4

I have the following function in julia, to read an Arrow file (using Arrow.jl) to read data from disk and process it:

function getmembershipsdays(fromId, toId)
  memberships = Arrow.Table("HouseholdMemberships.arrow") |> DataFrame
  filter!([:IndividualId] => id -> id >= fromId && id <= toId, memberships)
  ...
end

> Error: ERROR: LoadError: MethodError: no method matching
> deleteat!(::Arrow.Primitive{Int64,Array{Int64,1}}, ::Array{Int64,1})

The DataFrame has the following structure:
123226x10 DataFrame
Row | MembershipId | IndividualId | HouseholdId | ...
    | Int64        | Int64        | Int64       |

The rest of the code in the function to step through the Dataframe works, but I get this error if I add the filter condition. It is as if the Dataframe columns are not converted to the underlying julia types.

if I do

m = filter([:IndividualId] => id -> id >= fromId && id <= toId, memberships)

then it works. How do I filter in place?

Bogumił Kamiński
  • 66,844
  • 3
  • 80
  • 107
Kobus Herbst
  • 415
  • 2
  • 12

1 Answers1

6

You are using memory-mapping, which means that you cannot resize the DataFrame created from Arrow.jl source in place. This is a cost you have to pay for having super-fast zero-copy creation of data frames from Arrow source.

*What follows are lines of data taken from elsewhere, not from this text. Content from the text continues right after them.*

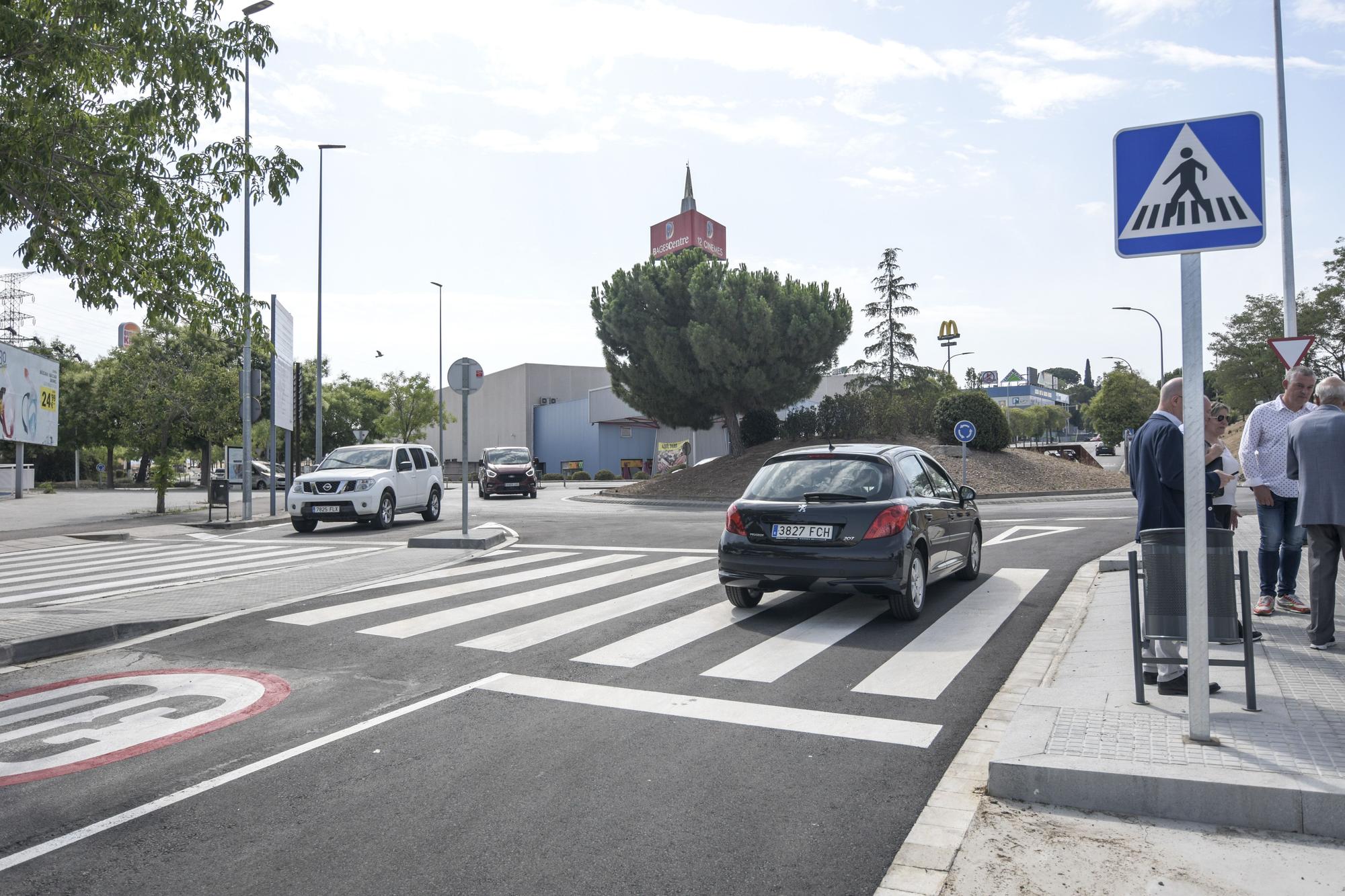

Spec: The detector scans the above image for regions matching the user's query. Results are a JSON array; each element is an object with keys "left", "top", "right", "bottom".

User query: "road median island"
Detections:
[{"left": 594, "top": 436, "right": 1130, "bottom": 506}]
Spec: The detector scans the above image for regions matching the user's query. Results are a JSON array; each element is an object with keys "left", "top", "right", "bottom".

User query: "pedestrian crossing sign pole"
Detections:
[{"left": 1112, "top": 112, "right": 1266, "bottom": 743}]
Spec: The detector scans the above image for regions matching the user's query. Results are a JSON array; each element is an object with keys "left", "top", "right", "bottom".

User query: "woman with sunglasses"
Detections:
[{"left": 1205, "top": 401, "right": 1239, "bottom": 529}]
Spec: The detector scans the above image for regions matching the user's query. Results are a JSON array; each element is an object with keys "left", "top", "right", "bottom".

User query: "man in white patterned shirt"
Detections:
[{"left": 1237, "top": 366, "right": 1317, "bottom": 616}]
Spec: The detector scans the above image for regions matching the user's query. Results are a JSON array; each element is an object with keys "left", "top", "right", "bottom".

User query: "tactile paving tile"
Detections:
[{"left": 1045, "top": 709, "right": 1345, "bottom": 778}]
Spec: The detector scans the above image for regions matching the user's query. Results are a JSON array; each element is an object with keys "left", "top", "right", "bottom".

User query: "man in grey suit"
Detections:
[{"left": 1284, "top": 376, "right": 1345, "bottom": 650}]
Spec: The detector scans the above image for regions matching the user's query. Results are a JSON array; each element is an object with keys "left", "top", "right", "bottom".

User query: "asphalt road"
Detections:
[{"left": 0, "top": 489, "right": 1134, "bottom": 896}]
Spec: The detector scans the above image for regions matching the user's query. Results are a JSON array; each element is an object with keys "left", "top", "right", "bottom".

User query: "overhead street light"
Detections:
[
  {"left": 313, "top": 142, "right": 346, "bottom": 463},
  {"left": 1111, "top": 305, "right": 1167, "bottom": 379}
]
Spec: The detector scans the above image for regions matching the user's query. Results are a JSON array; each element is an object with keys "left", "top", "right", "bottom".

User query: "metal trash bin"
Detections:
[{"left": 1139, "top": 529, "right": 1241, "bottom": 641}]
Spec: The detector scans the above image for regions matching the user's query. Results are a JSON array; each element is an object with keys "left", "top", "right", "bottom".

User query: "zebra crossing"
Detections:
[
  {"left": 269, "top": 545, "right": 1048, "bottom": 747},
  {"left": 0, "top": 538, "right": 387, "bottom": 607}
]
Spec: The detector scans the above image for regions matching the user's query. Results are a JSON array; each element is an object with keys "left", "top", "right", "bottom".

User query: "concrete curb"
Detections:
[
  {"left": 874, "top": 560, "right": 1098, "bottom": 896},
  {"left": 0, "top": 616, "right": 204, "bottom": 666}
]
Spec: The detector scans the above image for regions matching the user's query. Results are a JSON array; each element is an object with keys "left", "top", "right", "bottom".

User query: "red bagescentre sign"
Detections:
[{"left": 650, "top": 210, "right": 729, "bottom": 261}]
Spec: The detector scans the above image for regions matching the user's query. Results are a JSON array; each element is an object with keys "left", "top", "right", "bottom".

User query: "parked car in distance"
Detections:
[
  {"left": 476, "top": 445, "right": 537, "bottom": 499},
  {"left": 718, "top": 444, "right": 982, "bottom": 620},
  {"left": 285, "top": 444, "right": 444, "bottom": 532}
]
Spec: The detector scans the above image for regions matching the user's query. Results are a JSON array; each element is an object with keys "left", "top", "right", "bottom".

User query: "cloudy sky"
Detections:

Why was it designed this way?

  1. very often you only read data frames (without mutating them) --- in which case you might want to save the cost of copying data (especially for very large data sets).
  2. It is easy enough to use copying functions in DataFrames.jl to perform a copy (like replacing filter! with filter in your example).

See https://bkamins.github.io/julialang/2020/11/06/arrow.html for some more examples (in particular - how to avoid doing memory mapping using IO source instead of file name as source).

PS. Note that id >= fromId && id <= toId can be just written as fromId <= id <= toId.

Bogumił Kamiński
  • 66,844
  • 3
  • 80
  • 107